KEY POINTS:
Whenever the shortcomings of the health system are discussed, it is not long before waiting times in hospital emergency departments are mentioned. Many people have bad memories of seemingly endless waits in overcrowded facilities before they are seen by a doctor or allotted a bed. This picture has been confirmed by Health Ministry data which suggests that, while the majority of patients are seen within several hours, up to 20 per cent at one of three surveyed hospitals spent more than eight hours in the emergency department. This hardly suggests the "world-class system" referred to frequently by the former Government.
It is also all the more reason to welcome Health Minister Tony Ryall's plan to impose maximum patient waiting times on emergency departments, and to hold district health boards and their management accountable for meeting them. His initiative is sure to attract criticism. Such targets are always something of a crude measure, if only because they fail to give sufficient recognition to quality of care, which should, ideally, be hospitals' paramount concern.

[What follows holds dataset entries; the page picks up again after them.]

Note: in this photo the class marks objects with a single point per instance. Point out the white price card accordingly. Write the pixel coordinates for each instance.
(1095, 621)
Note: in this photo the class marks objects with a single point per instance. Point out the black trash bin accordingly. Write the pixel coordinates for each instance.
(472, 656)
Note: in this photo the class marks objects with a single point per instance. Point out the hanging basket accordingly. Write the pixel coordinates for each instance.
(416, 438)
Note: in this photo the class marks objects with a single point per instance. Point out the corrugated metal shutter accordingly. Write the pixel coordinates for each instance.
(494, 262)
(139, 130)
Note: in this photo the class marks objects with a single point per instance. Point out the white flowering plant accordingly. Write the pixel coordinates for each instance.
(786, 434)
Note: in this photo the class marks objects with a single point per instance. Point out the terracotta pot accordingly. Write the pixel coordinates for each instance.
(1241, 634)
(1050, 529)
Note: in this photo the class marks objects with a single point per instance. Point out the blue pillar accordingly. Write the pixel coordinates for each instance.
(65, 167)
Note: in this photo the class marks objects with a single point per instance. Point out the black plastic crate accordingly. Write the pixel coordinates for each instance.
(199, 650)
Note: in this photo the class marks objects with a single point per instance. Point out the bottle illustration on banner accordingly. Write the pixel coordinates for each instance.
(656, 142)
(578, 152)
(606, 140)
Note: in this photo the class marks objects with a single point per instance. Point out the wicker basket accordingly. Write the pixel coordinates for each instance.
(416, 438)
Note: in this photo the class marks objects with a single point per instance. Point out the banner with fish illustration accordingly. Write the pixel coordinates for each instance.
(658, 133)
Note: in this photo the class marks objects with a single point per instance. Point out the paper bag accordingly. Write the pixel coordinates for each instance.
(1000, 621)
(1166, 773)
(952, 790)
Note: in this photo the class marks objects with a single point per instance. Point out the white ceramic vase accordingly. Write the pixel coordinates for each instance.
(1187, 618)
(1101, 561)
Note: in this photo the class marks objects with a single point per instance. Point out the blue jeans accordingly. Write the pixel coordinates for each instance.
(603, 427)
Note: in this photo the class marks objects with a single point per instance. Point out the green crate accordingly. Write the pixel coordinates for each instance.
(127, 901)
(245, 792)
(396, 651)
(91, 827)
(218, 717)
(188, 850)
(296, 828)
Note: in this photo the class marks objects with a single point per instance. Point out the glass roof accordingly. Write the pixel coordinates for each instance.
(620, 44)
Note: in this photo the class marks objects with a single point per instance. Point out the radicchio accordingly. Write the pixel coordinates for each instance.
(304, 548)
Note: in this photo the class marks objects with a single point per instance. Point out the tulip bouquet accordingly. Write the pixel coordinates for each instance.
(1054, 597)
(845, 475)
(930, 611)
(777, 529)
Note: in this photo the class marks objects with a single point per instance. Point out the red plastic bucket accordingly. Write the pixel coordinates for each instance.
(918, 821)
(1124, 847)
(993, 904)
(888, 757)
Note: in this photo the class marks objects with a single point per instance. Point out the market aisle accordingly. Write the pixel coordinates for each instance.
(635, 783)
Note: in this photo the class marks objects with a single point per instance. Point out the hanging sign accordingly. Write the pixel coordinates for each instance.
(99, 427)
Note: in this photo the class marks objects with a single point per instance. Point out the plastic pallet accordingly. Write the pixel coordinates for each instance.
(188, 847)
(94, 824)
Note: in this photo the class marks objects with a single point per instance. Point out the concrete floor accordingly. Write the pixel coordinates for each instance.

But Mr Ryall can be excused for starting at this point. There is a sense that, while the Labour Government increased the health budget by more than $3.5 billion, too much of this was swallowed with little discernible increase in efficiency. There were neither quantitative nor qualitative improvements. At the very least, targets incorporated into performance agreements will lay the foundation for better results by increasing accountability in emergency department operations.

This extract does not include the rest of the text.